Root patterns and energy spectra of quantum integrable systems without $U(1)$ symmetry: antiperiodic $XXZ$ spin chain

TL;DR

This paper develops an analytic method to determine Bethe root patterns and energy spectra of the antiperiodic XXZ spin chain, a quantum integrable model without U(1) symmetry, aiding the study of its physical properties.

Contribution

It introduces a universal analytic approach to derive root patterns and physical properties for models lacking U(1) symmetry, exemplified by the antiperiodic XXZ spin chain.

Findings

Derived Bethe root patterns in the thermodynamic limit.

Calculated ground state energy and elementary excitations.

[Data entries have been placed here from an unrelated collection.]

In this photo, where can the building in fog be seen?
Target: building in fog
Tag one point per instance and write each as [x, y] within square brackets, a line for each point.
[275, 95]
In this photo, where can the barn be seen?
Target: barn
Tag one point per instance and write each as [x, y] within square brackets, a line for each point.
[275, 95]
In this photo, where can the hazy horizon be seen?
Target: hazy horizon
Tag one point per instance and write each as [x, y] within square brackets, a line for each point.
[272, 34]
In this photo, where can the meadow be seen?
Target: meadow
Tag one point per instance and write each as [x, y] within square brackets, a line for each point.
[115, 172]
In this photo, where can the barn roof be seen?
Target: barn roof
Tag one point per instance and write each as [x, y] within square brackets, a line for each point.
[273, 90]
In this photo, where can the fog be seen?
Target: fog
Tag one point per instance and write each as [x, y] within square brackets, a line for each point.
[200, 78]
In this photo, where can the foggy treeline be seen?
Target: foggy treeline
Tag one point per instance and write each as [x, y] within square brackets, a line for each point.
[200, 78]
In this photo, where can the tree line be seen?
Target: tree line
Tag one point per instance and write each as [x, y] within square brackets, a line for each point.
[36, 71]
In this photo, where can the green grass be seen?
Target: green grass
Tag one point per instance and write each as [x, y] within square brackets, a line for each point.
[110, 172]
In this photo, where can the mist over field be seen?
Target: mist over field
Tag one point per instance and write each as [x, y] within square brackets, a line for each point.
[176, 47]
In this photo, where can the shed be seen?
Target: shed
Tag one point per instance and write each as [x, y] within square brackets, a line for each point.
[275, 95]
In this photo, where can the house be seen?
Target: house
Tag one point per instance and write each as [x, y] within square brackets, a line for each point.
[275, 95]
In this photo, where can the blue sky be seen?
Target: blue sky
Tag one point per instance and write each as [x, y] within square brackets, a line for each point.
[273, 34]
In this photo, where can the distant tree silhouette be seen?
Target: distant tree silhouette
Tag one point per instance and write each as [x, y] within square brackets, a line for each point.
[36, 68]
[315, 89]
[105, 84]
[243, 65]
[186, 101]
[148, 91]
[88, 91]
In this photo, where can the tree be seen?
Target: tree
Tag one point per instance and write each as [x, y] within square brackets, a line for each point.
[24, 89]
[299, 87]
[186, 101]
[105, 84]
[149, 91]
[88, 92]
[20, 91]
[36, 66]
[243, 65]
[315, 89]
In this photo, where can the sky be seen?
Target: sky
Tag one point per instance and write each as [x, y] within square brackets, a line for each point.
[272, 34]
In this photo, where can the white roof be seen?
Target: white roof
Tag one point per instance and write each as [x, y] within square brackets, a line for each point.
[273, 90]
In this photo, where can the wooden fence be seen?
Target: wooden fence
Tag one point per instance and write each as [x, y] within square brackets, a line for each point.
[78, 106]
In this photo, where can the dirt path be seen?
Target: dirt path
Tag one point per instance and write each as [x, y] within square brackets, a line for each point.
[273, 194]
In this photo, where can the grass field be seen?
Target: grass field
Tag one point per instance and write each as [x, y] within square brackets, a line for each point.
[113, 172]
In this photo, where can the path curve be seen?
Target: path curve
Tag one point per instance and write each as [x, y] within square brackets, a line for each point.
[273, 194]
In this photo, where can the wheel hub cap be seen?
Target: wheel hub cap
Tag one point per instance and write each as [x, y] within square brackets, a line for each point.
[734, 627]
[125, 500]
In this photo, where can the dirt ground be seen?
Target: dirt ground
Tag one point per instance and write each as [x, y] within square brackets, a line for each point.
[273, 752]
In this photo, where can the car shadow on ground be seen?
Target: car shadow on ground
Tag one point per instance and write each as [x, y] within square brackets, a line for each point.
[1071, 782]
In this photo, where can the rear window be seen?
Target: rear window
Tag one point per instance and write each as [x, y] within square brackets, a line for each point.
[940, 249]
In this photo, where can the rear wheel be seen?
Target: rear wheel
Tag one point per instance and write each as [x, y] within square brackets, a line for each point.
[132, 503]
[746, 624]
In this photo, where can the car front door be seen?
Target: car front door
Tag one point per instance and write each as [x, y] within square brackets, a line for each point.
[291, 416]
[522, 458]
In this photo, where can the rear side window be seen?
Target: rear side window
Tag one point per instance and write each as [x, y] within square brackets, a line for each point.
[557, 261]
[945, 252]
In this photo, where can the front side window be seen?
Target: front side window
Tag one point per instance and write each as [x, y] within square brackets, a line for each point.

Provided a universal procedure for quantum integrable models.

Abstract

Finding out root patterns of quantum integrable models is an important step to study their physical properties in the thermodynamic limit. Especially for models without $U(1)$ symmetry, their spectra are usually given by inhomogeneous $T-Q$ relations and the Bethe root patterns are still unclear. In this paper with the antiperiodic $XXZ$ spin chain as an example, an analytic method to derive both the Bethe root patterns and the transfer-matrix root patterns in the thermodynamic limit is proposed. Based on them the ground state energy and elementary excitations in the gapped regime are derived. The present method provides an universal procedure to compute physical properties of quantum integrable models in the thermodynamic limit.